Das Amtsgericht Herford bricht mit einem Dogma. Ein Richter hält es für erforderlich, dass bei Lasermessungen im Straßenverkehr ein Beweisfoto gemacht wird. Wie das Mindener Tageblatt berichtet, hat Bußgeldrichter Helmut Knöner einem Autofahrer den Punkt in Flensburg erspart:

Im vorliegenden Fall fuhr der Betroffene versetzt hinter einem anderen Fahrzeug her. Dadurch befand sich vermutlich mehr als ein Auto im Zielerfassungsbereich des Lasergeräts. Während der Polizeibeamte vor Gericht betonte, dass nur das nachfolgende Fahrzeug gemessen wurde, zweifelte der Amtsrichter dies an: „Nur wenn ich einen Fotobeweis gehabt hätte, wäre eine Verurteilung selbstverständlich gewesen.“

Bei anderen Gerichten blitzt man mit dieser Forderung regelmäßig ab. Selbst bei unklarer Verkehrssituation wird grundsätzlich den Polizisten vertraut. Schließlich sind sie alle erfahrene Kräfte, bestens geschult und somit über jeden Fehler erhaben. Schon weil sich viele Beamte mittlerweile offensichtlich darauf verlassen, dass Amtsrichter an ihren Lippen hängen, ist die Entscheidung aus Herford begrüßenswert.

Ein ebenso großes Übel ist, dass Autofahrern nicht mal mehr die Messung gezeigt wird. Früher war es üblich, dass der Betroffene sich den Messwert auf dem Gerät zeigen lassen kann – wenn er denn darauf besteht. Die Geräte sind nicht umsonst so konstruiert, dass nur tatsächliche Messungen angezeigt werden.

Aber selbst auf diese letzte Sicherung wird mittlerweile verzichtet. Denn so lassen sich vom Messposten aus mehr Autofahrer ins Visier nehmen. Man muss nicht mehr darauf warten, dass der Gemessene sich das Ergebnis ansehen konnte. So lange war das Gerät früher blockiert.
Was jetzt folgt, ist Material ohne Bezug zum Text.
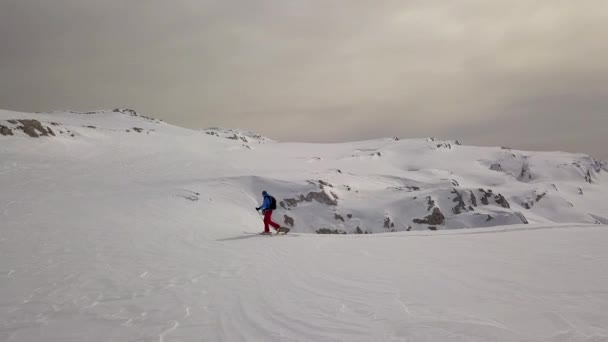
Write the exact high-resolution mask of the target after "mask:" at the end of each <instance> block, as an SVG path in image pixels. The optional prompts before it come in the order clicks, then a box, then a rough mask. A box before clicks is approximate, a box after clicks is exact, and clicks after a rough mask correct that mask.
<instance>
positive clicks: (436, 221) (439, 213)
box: [413, 207, 445, 225]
Wer schon mal erlebt hat, wie der Messbeamte die Ergebnisse weiter gibt, wird die möglichen Fehlerquellen schnell erkennen. Da wird gefunkt oder gerufen („Der blaue Opel 89, der weiße Daimler 87“), was das Fließband hergibt.

Von der Möglichkeit, mal eben einem unbeliebten Bekannten, der zufällig des Weges kommt, kräftig einen einzuschenken, möchte ich gar nicht sprechen.